Knowledge & Retrieval¶
Facilities for searching and retrieving knowledge from a robot's history and from external documents:
- Chat History Search — semantic search over accumulated conversation turns
- Embedding-Based Document Store — lightweight RAG: store arbitrary text, search by meaning
Chat History Search¶
The Problem¶
Long-running robots accumulate many conversation turns. When you need to recall what was discussed earlier on a specific topic, re-sending the full history wastes tokens. search_history gives you a focused slice of the most relevant past messages without touching the LLM.
robot.search_history¶
Scores every message in the robot's conversation history against query using stemmed term-frequency cosine similarity (via the classifier gem). Returns up to limit HistoryResult objects sorted by score descending.
results = robot.search_history("quarterly revenue", limit: 3)
results.each do |r|
puts "[#{r.role}] score=#{r.score.round(3)} idx=#{r.index}"
puts " #{r.text}"
end
HistoryResult Fields¶
| Field | Type | Description |
|---|---|---|
text |
String | The message text |
role |
Symbol | :user, :assistant, or :system |
score |
Float (0.0–1.0) | Cosine similarity with the query |
index |
Integer | Position in @chat.messages |
Typical Scores¶
| Relationship | Typical Score |
|---|---|
| Direct answer to the query | 0.50 – 0.80 |
| Same topic, different phrasing | 0.20 – 0.50 |
| Unrelated | < 0.10 |
Short Messages¶
Messages shorter than 20 characters are skipped — they produce no meaningful term vector.
Full Example¶
robot = RobotLab.build(name: "analyst", system_prompt: "You are a financial analyst.")
# … after several robot.run() calls …
hits = robot.search_history("customer acquisition cost")
hits.each { |r| puts "#{r.role} (#{r.score.round(2)}): #{r.text}" }
RAG Pattern — Retrieve Then Generate¶
Use search_history to inject only the relevant past context into the next call:
hits = robot.search_history(user_query, limit: 3)
context = hits.map(&:text).join("\n")
robot.run("Recall context:\n#{context}\n\nNew question: #{user_query}")
Optional Dependency¶
search_history requires the classifier gem:
Without it, calling search_history raises RobotLab::DependencyError with an install hint.
Embedding-Based Document Store¶
The Problem¶
Sometimes the knowledge you need isn't in the conversation history — it's in a README, a product spec, a changelog. store_document / search_documents embed arbitrary text with fastembed and retrieve the most relevant chunk at query time.
memory.store_document / memory.search_documents¶
memory.store_document(:readme, File.read("README.md"))
memory.store_document(:changelog, File.read("CHANGELOG.md"))
hits = memory.search_documents("how to configure redis", limit: 3)

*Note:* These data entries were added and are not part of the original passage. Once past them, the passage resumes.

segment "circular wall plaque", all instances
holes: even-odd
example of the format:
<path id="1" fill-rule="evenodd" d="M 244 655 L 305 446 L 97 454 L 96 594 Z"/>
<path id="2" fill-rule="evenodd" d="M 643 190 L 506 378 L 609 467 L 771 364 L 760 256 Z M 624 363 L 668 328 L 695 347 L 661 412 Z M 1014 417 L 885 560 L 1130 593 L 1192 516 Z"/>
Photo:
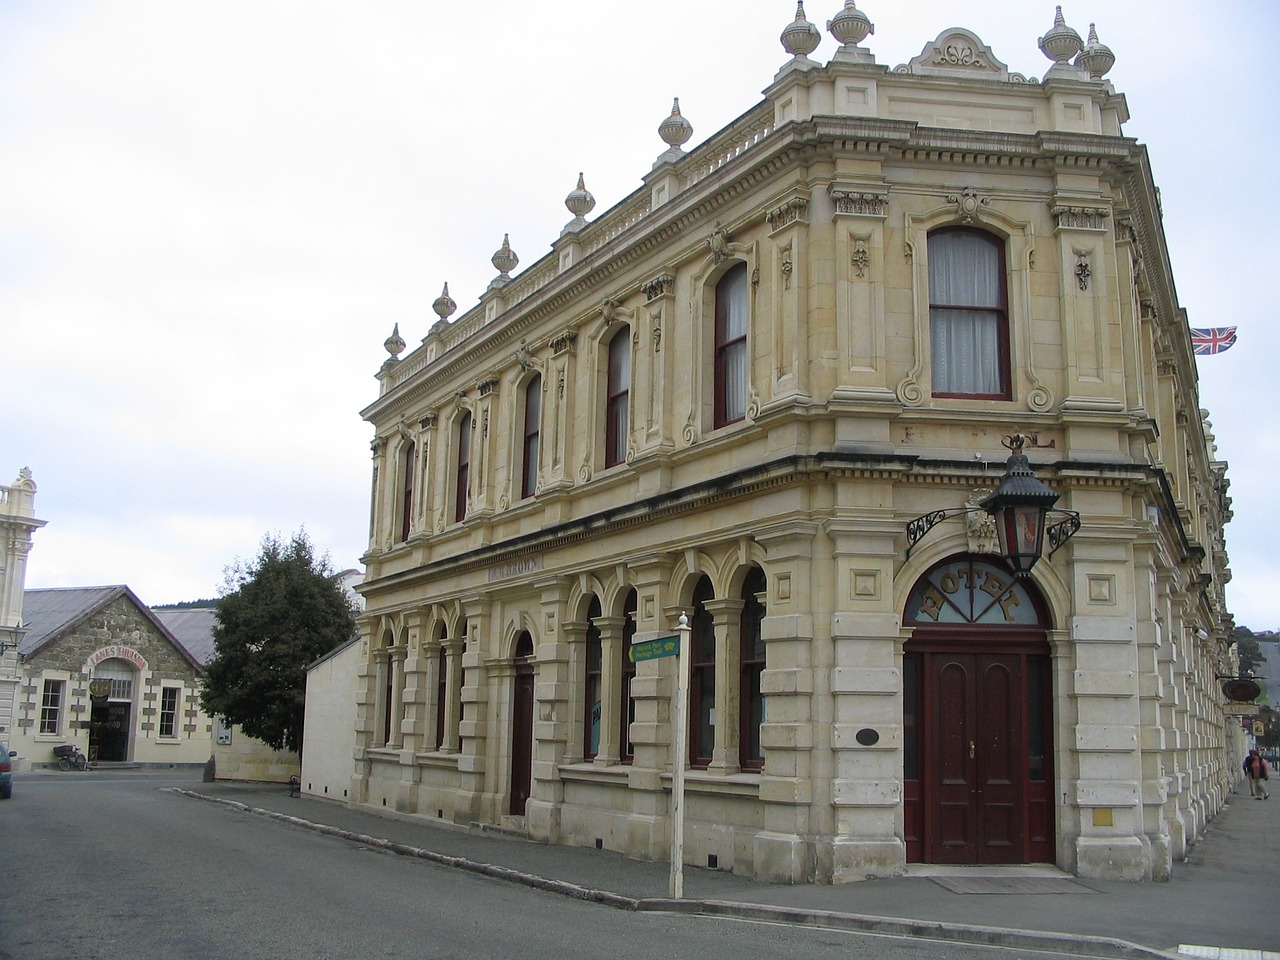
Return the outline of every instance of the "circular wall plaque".
<path id="1" fill-rule="evenodd" d="M 880 742 L 880 734 L 870 727 L 863 727 L 853 735 L 853 738 L 864 747 L 874 747 Z"/>

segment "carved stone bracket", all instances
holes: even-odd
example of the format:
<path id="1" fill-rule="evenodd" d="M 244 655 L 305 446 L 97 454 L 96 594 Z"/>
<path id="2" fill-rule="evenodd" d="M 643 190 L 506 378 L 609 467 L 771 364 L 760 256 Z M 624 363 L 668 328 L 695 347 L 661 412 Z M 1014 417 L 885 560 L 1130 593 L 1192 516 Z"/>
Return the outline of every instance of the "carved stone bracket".
<path id="1" fill-rule="evenodd" d="M 669 273 L 659 274 L 648 283 L 640 287 L 644 291 L 646 301 L 657 300 L 659 297 L 674 296 L 676 292 L 676 278 Z"/>
<path id="2" fill-rule="evenodd" d="M 793 223 L 807 223 L 809 215 L 809 201 L 805 197 L 792 197 L 776 210 L 770 210 L 765 214 L 765 220 L 769 224 L 769 229 L 775 233 L 783 227 L 790 226 Z"/>
<path id="3" fill-rule="evenodd" d="M 1107 218 L 1111 211 L 1106 207 L 1077 207 L 1055 203 L 1049 208 L 1054 223 L 1059 230 L 1093 230 L 1103 232 L 1107 229 Z"/>
<path id="4" fill-rule="evenodd" d="M 716 221 L 711 236 L 707 237 L 707 248 L 711 251 L 711 259 L 715 263 L 722 263 L 728 257 L 745 258 L 750 249 L 744 243 L 734 243 L 729 237 L 729 232 L 720 226 L 719 221 Z"/>
<path id="5" fill-rule="evenodd" d="M 554 354 L 571 351 L 578 340 L 577 330 L 566 330 L 551 338 L 551 352 Z"/>
<path id="6" fill-rule="evenodd" d="M 486 377 L 484 380 L 481 380 L 476 384 L 476 389 L 480 392 L 480 396 L 482 397 L 489 396 L 489 394 L 493 393 L 497 388 L 498 378 L 493 376 Z"/>
<path id="7" fill-rule="evenodd" d="M 832 184 L 831 202 L 835 204 L 838 217 L 884 217 L 888 212 L 889 195 Z"/>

hits.each { |h| puts "#{h[:key]} (#{h[:score].round(3)}): #{h[:text][0..80]}" }
Each result hash contains:
| Key | Type | Description |
|---|---|---|
:key |
Symbol | The key the document was stored under |
:text |
String | The full stored text |
:score |
Float (0.0–1.0) | Cosine similarity with the query |
Standalone DocumentStore¶
The Memory methods delegate to RobotLab::DocumentStore, which can also be used directly:
store = RobotLab::DocumentStore.new
store.store(:doc_a, "Ruby on Rails is a full-stack web framework.")
store.store(:doc_b, "Postgres is an advanced relational database.")
results = store.search("relational database SQL", limit: 2)
puts results.first[:key] # => :doc_b
Management methods:
store.size # => 2
store.keys # => [:doc_a, :doc_b]
store.empty? # => false
store.delete(:doc_a)
store.clear
Embedding Model¶
Default: BAAI/bge-small-en-v1.5 (~23 MB, downloaded on first use, cached in ~/.cache/fastembed/).
Documents are embedded with a "passage: " prefix and queries with "query: " prefix — the standard retrieval convention for BGE models.
Custom model:
RAG Pattern¶
# 1. Index your knowledge base at startup
memory.store_document(:readme, File.read("README.md"))
memory.store_document(:changelog, File.read("CHANGELOG.md"))
memory.store_document(:api_docs, File.read("docs/api.md"))
# 2. At query time, retrieve the most relevant chunks
hits = memory.search_documents(user_query, limit: 3)
context = hits.map { |h| h[:text] }.join("\n\n")
# 3. Pass context to your robot
result = robot.run("Use the following context:\n#{context}\n\nQuestion: #{user_query}")
Memory API Summary¶
| Method | Description |
|---|---|
memory.store_document(key, text) |
Embed and store a document |
memory.search_documents(query, limit: 5) |
Search by semantic similarity |
memory.document_keys |
List stored keys |
memory.delete_document(key) |
Remove a document |
Dependency¶
fastembed is a core RobotLab dependency — no optional gem required. The ONNX model is downloaded on first use.